The crowd filled about half of the 43,000-seat Ladd-Peebles Stadium in Mobile. It was a hot night, and humid. Trump looked upwards and joked: "If it rains, I'll take off my hat and prove, I'll prove, once and for all, that its mine," while stroking his hair.
Trump repeated his tough stance on immigration, vowing "we're going to build a wall," and saying Congress could end the guarantee of being granted automatic citizenship upon being born within the U.S.
"The 14th amendment — I was right on it. You can do something with it, and you can do something fast," Trump said. "In the case of other countries, including Mexico, they don't do that. It doesn't work that way. ... We're the only place just about that's stupid enough to do it."
Trump's campaign had pegged the expected attendance at the event at 42,000. They moved Friday's "pep rally" from the city's Civic Center — which seats about 4,000 — to the stadium in anticipation of the huge crowd.
Trump has been drawing large crowds during stops in key primary states like New Hampshire, animating conservative voters who admire Trump's brand of brash, often personal politics and his draconian proposals to upend the nation's immigration policy.
"The more he speaks on issues — and he's an unfiltered candidate when he speaks — the more he does seem to resonate with folks," said Terry Lathan, the chairwoman of the Alabama Republican Party. "People like straight talkers and he seems to be doing that."
"The more he speaks on issues -- and he's an unfiltered candidate when he speaks -- the more he does seem to resonate with folks."'
Last weekend, Trump unveiled an immigration blueprint that included the construction of a continuous border wall, the deportation of the nation's estimated 11 million undocumented immigrants and the ending of birthright citizenship for children born on U.S. soil to parents in the country illegally.
Alabama, which will hold its presidential primary along with a slate of other southern states on March 1, 2016, could be particularly fertile ground for Trump's message.
In spring 2011, the state enacted the nation's harshest law to crack down on illegal immigration, including a provision requiring police to detain anyone suspected of being in the country illegally if the person was unable to produce proper documentation.

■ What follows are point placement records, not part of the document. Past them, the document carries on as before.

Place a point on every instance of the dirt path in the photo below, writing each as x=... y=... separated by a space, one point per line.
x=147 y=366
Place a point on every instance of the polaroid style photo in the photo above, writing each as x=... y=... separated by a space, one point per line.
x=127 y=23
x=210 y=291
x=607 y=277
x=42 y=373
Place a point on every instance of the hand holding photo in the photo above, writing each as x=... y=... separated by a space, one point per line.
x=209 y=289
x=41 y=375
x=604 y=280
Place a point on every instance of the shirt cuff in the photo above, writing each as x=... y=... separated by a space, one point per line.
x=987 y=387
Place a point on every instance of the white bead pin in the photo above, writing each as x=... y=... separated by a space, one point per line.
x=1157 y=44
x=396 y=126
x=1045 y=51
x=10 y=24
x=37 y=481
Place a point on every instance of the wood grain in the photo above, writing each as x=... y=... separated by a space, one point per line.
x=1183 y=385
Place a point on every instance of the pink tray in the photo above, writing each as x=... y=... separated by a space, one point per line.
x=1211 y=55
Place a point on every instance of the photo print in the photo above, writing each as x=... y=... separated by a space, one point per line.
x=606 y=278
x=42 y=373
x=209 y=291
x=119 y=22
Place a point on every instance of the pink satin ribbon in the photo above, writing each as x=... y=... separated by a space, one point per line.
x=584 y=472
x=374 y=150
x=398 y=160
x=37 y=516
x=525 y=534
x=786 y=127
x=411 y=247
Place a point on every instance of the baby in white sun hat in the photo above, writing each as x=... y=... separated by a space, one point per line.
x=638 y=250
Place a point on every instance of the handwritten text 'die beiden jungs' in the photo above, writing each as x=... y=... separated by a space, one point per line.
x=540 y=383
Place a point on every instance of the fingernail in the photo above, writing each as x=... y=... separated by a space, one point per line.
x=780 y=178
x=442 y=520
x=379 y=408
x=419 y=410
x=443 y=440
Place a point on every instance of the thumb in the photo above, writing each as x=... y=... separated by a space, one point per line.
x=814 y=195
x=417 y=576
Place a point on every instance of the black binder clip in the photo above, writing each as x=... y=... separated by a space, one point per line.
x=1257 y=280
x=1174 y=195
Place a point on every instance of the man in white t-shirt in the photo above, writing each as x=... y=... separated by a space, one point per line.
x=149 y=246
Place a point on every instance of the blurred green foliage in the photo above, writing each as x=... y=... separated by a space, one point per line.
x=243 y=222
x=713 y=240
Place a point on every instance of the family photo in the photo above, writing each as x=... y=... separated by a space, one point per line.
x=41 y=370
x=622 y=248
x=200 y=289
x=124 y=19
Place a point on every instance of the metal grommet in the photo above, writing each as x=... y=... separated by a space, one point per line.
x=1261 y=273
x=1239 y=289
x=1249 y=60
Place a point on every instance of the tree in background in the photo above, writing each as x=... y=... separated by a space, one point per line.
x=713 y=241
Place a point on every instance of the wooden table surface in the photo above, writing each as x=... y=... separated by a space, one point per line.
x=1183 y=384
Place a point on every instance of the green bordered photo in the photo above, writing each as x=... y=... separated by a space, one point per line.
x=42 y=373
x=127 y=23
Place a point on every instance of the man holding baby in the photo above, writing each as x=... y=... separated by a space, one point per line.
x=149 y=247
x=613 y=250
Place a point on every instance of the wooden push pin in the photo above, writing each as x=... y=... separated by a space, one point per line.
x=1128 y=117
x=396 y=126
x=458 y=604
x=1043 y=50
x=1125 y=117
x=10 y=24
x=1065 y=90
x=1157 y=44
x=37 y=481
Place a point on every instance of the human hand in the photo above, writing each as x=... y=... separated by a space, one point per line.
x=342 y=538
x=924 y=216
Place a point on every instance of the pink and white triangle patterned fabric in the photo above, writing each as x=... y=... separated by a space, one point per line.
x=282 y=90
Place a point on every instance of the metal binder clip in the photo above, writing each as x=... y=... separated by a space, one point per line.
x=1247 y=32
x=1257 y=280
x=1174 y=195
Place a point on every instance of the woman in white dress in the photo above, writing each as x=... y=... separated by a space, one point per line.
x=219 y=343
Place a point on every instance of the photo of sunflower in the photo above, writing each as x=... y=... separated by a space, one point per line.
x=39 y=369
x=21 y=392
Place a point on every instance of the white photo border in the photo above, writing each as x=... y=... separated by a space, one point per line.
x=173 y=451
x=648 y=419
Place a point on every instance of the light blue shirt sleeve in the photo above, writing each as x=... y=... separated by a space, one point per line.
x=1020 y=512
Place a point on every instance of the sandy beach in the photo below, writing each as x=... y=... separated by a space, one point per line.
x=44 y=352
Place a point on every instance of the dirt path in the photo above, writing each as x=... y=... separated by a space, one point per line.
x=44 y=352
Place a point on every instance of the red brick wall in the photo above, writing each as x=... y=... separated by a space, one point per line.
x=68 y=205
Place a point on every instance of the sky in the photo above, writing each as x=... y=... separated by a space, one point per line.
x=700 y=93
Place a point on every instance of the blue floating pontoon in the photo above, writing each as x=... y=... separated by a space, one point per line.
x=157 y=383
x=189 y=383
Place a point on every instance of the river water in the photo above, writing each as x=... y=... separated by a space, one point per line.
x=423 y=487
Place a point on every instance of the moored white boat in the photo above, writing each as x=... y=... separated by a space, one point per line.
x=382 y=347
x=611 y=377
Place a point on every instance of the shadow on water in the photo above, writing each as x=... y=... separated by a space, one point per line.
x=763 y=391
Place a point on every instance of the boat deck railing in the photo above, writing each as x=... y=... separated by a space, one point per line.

The law also included a provision requiring public schools to determine the immigration status of students.
RELATED: Trump reaches out to Hispanics
But a series of lawsuits swiftly resulted in the halting of many of the law's key provisions, which opponents decried as blatantly unconstitutional. By October, the state reached a settlement agreement that effectively gutted the measure.
The state's Hispanic population was about 4.1% in 2013, according to Census figures. But that number has been growing. Between 2000-2012, Alabama was one of the five states nationwide with the fastest growth of its Hispanic population, which grew 157% over the 12-year period.
Alabama is also heavily conservative, backing Mitt Romney by 61% over Barack Obama's 38% in the 2012 presidential election.
Trump's appearance in the state is intended to build support as the Republican field courts the southern voters who will weigh in on the primary contest shortly after key states like Iowa and New Hampshire.
But Gov. Robert Bentley, who signed the controversial 2011 immigration measure into law, is backing a different Republican for the 2016 race.
Earlier this week, Bentley backed fellow Republican Gov. John Kasich of Ohio, highlighting Kasich's compassion and commitment to helping all Americans.
"We need someone who believes in the promise of our great country," Bentley said in his endorsement. "Someone who believes our country can be better and stronger and safer not only for those of us who maybe have a little bit more but those of us who in this country who need to be taken care of. ...It doesn't matter whether or not you're the same race, it doesn't matter if you're the same economic status. We need a leader who cares about the people."